THER:  mannelijke dieren

(fel).

▫1.zachte massage van de penistop om de plug, die meestal op die  plaats gelocaliseerd is te verzachten

▫2: voorzichtig uitoefenen van druk op de blaas (niet mogelijk na cystocentese

▫3: sondage van de urethra: daar de urethra spastisch gecontraheerd is, kan men intravesicaal antibiotica, corticosteroïden en locale anesthetica

inbrengen; deze vergemakkelijken de urethrarelaxatie;men kan soepele of metalen catheters gebruiken, met glijmiddel. Na gedeeltelijk inbrengen van de catheter spuit men locaal anestheticum onder druk om de obstructie stroomopwaarts te spoelen. Men kan de catheter ook vervangen door een canule die sterk aansluit aan de urethra opening om vocht onder druk stroomopwaarts te spuiten. Nadien kan een verblijfsonde geplaatst worden met enkele hechtingen

▫4.blaaspunctie (cystocentese) gebeurt bij dringende zware overdruk. Na deze punctie kan men geen manipulaties meer uitoefenen via de blaas. Soms kan na herhalen van de cystocentese met acepromazine, buprenorphine spontaan urineren optreden binnen de 72 uur ((bij 75% van de katten) 

▫5. Na resorptie van de obstructie is aanzuren van de urine met methionine, vit C. noodzakelijk. Dieetvoeding arm aan fosfaten. Toedienen van Mg en fosfaat arm dieet (commercieel dieet). Bevorderen van de drankopname: voor katten: op vele verschillende plaatsen glazen (doorzichtige) drinkbekers plaatsen met proper vers water

▫6. Soms is penisamputatie (perineale urethrostomie) noodzakelijk: de m.penis wordt losgeprepareerd door een insnede onderaan en bilateraal de penis tot aan de bekkeningang. De urethra wordt met een sonde gelocaliseerd en over de hele lengte geopend; de urethramucosa wordt aan de omliggende huid gehecht (marsupialisatie). De penis wordt geamputeerd en de overblijvende huidwonde gehecht.

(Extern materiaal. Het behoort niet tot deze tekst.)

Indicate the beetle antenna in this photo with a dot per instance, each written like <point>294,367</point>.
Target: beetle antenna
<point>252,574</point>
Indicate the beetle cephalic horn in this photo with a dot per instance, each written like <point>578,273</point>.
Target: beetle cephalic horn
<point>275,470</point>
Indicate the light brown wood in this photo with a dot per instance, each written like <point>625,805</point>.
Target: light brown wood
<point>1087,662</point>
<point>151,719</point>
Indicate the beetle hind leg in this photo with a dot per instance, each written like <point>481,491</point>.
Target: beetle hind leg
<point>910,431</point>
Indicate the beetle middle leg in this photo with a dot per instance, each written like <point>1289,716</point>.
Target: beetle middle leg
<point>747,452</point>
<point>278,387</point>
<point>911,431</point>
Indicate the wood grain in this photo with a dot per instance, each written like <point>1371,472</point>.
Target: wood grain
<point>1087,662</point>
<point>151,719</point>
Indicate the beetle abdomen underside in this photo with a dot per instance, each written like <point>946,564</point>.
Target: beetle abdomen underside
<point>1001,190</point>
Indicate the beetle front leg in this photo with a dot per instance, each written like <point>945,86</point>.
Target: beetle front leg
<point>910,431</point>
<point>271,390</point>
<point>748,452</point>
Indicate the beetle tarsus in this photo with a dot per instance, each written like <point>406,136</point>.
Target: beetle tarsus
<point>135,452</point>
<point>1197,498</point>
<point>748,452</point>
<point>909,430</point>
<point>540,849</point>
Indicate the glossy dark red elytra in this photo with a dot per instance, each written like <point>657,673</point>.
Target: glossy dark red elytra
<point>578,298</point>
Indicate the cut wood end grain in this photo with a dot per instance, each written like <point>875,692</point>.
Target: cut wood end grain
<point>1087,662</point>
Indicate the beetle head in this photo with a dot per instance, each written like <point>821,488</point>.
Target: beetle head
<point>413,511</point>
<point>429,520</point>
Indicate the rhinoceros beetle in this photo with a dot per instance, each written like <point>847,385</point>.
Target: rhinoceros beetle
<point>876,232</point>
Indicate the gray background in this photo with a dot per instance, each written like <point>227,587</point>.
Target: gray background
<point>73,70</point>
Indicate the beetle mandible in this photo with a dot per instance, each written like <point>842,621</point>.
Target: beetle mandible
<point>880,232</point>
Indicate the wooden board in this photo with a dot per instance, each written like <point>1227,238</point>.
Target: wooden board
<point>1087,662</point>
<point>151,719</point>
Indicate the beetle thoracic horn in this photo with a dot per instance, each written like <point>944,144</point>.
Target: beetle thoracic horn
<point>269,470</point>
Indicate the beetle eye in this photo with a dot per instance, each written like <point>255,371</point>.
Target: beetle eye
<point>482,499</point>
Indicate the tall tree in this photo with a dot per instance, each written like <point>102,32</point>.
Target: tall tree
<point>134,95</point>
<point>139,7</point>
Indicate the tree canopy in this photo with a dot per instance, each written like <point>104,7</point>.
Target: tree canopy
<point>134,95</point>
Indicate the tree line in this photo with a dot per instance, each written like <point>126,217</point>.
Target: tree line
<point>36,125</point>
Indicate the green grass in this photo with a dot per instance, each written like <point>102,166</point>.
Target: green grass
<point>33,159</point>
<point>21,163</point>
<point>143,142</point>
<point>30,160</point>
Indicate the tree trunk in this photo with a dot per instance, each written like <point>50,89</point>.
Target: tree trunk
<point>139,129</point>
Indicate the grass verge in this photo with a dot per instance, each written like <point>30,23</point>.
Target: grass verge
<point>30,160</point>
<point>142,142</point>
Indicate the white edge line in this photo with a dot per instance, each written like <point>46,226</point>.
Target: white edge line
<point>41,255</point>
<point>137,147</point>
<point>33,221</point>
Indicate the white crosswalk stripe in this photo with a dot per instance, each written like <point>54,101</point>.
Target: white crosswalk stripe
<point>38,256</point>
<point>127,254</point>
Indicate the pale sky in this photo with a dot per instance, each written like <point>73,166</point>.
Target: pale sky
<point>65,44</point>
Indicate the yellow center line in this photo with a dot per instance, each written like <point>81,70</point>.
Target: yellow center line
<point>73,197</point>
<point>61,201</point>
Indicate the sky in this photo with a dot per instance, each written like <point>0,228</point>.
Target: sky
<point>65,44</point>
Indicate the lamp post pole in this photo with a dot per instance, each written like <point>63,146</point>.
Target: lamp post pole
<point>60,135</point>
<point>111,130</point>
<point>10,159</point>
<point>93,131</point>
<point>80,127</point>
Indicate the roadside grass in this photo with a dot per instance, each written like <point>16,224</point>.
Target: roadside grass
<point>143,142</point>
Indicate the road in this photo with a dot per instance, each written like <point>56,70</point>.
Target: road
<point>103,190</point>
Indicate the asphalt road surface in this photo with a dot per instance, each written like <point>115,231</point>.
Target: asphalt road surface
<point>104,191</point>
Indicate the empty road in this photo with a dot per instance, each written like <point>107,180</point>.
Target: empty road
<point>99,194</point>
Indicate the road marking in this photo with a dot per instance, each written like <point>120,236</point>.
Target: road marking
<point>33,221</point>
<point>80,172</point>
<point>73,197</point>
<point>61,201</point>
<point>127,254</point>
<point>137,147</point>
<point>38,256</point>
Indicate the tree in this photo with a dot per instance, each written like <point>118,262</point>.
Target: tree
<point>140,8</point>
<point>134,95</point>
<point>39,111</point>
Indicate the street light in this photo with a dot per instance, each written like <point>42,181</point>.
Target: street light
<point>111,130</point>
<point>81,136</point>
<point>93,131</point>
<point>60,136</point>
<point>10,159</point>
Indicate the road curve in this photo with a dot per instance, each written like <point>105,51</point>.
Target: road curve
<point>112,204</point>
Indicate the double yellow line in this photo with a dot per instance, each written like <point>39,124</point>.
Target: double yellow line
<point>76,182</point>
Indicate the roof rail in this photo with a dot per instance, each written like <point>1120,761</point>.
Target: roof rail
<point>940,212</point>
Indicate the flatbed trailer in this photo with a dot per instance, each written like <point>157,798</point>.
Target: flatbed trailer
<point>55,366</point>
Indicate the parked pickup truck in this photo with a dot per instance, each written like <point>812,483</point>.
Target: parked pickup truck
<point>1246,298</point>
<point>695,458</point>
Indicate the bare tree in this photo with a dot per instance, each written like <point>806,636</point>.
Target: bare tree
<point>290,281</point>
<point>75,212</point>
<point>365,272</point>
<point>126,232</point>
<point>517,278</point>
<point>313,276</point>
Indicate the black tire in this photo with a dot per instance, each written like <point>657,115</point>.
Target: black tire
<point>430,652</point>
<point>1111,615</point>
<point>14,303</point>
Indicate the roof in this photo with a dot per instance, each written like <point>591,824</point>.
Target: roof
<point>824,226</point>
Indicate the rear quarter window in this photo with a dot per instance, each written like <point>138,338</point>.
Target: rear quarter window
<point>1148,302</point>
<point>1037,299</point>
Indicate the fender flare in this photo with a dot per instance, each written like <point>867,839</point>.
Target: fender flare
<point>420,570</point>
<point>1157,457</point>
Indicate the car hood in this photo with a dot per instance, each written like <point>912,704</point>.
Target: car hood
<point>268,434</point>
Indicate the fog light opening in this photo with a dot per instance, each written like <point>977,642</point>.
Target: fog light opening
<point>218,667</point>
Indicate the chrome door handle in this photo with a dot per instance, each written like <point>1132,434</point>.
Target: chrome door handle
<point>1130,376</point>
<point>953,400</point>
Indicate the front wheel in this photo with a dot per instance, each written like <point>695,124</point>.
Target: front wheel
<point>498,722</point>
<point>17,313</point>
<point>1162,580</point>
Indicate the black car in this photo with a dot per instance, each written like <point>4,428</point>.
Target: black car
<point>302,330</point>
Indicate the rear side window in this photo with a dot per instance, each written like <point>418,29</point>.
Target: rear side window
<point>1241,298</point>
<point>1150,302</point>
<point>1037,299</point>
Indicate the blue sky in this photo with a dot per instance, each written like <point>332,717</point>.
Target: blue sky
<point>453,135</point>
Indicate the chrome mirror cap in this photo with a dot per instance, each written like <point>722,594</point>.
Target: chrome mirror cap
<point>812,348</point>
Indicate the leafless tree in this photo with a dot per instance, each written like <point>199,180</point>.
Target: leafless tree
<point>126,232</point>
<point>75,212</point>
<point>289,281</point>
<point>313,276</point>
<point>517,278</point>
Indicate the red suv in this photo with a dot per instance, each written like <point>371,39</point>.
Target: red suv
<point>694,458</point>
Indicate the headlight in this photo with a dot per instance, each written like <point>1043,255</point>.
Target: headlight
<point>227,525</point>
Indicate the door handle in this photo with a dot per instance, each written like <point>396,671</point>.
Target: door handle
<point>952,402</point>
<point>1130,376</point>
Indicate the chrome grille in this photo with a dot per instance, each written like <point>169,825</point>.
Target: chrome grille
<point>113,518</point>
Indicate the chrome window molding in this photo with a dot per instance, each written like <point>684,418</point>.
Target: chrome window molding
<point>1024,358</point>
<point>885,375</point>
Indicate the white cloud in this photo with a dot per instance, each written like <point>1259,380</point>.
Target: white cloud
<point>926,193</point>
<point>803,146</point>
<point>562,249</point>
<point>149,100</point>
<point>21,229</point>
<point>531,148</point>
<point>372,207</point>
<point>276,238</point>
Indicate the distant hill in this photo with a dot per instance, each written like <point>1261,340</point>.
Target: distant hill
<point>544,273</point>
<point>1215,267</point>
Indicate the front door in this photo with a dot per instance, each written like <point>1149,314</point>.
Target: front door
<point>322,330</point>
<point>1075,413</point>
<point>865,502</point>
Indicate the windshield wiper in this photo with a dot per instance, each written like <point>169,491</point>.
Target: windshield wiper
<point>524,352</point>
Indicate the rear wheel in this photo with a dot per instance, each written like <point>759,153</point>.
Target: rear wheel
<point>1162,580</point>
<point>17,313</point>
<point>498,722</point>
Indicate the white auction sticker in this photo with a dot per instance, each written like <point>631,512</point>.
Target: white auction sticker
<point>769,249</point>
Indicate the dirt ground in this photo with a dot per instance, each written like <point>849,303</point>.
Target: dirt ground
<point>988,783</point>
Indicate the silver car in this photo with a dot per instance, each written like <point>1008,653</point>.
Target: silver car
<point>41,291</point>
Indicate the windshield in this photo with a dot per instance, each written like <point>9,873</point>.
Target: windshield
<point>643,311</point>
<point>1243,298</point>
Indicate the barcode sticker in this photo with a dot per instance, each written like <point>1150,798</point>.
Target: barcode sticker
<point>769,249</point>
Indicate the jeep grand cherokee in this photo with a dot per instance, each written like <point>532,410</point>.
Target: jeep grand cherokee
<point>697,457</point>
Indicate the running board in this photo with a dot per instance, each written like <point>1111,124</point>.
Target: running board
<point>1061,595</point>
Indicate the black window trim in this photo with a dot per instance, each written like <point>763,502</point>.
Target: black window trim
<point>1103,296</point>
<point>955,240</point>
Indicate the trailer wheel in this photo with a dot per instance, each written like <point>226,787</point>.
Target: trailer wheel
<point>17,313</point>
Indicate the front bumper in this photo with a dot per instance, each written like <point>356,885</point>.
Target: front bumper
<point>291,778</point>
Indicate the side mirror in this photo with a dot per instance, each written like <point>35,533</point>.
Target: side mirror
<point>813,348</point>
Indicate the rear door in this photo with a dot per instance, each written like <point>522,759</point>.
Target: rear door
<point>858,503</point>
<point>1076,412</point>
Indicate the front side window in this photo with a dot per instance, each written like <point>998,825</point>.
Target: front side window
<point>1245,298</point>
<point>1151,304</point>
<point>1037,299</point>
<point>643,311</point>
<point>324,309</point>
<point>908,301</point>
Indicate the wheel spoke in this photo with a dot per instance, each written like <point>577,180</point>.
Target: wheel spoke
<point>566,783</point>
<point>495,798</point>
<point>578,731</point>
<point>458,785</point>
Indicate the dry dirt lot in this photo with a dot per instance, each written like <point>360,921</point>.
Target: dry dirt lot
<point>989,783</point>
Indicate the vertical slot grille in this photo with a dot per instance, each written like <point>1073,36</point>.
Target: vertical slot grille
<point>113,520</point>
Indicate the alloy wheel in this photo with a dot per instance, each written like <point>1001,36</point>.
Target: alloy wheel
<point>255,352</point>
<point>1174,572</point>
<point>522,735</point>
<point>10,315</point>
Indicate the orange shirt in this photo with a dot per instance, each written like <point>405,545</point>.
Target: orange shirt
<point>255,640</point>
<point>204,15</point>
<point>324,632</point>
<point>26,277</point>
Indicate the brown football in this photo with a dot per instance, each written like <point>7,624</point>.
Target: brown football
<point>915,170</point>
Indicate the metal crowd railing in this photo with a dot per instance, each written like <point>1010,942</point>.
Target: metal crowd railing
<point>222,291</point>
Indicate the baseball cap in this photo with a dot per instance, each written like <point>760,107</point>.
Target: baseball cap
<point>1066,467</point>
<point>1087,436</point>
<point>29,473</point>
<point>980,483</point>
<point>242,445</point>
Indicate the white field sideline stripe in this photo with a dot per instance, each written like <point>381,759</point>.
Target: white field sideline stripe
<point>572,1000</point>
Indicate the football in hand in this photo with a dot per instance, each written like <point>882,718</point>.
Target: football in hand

▫7. Toedienen van parasympaticomimetica als de obstructie enkel spastisch is.

▫8.Bij uitval van de glomerulaire filtratie is vloeistoftherapie noodzakelijk. Ca++ en K+ ionen moeten onder controle gehouden worden en desnoods correctie ondergaan via de vloeistoftherapie.

(can): urethrotomia en verwijderen van de steen. Bij volledige obstructie is blaaspunctie soms nodig. ultrasone sondage met destructie van de steen is mogelijk, maar homogene, gladde stenen zijn weinig gevoelig aan het cavitatieproces. (89).

(bov):

▫1: bij lichte obstructie, kan door toedienen van tranquilizers de m.retractor penis relaxeren en kan de steen vrijkomen.

▫2. Operatief: incisie van de penis en urethra in de perineumstreek.

▫3. Operatief: aanleggen van een permanente longitudinale urethrafistel, wannneer de urethra beschadigd is. Na vetmesten en verdwijnen van de urinegeur van het vlees wordt het dier geslacht. De fistel dient aangelegd op een necrose en oedeemvrije plaats

▫4. Bij urethraruptuur wordt de penis dwars doorgesneden en het proximale deel wordt aan de perineumhuid gehecht. Het corpus cavernosus en de a. dorsalis penis worden afgebonden. De amputatie mag niet te proximaal uitgevoerd worden omwille van de sterke bloedingen. ▫5. marsupialiseren van de blaas aan de buikwand; dier laten slachten na enkele dagen.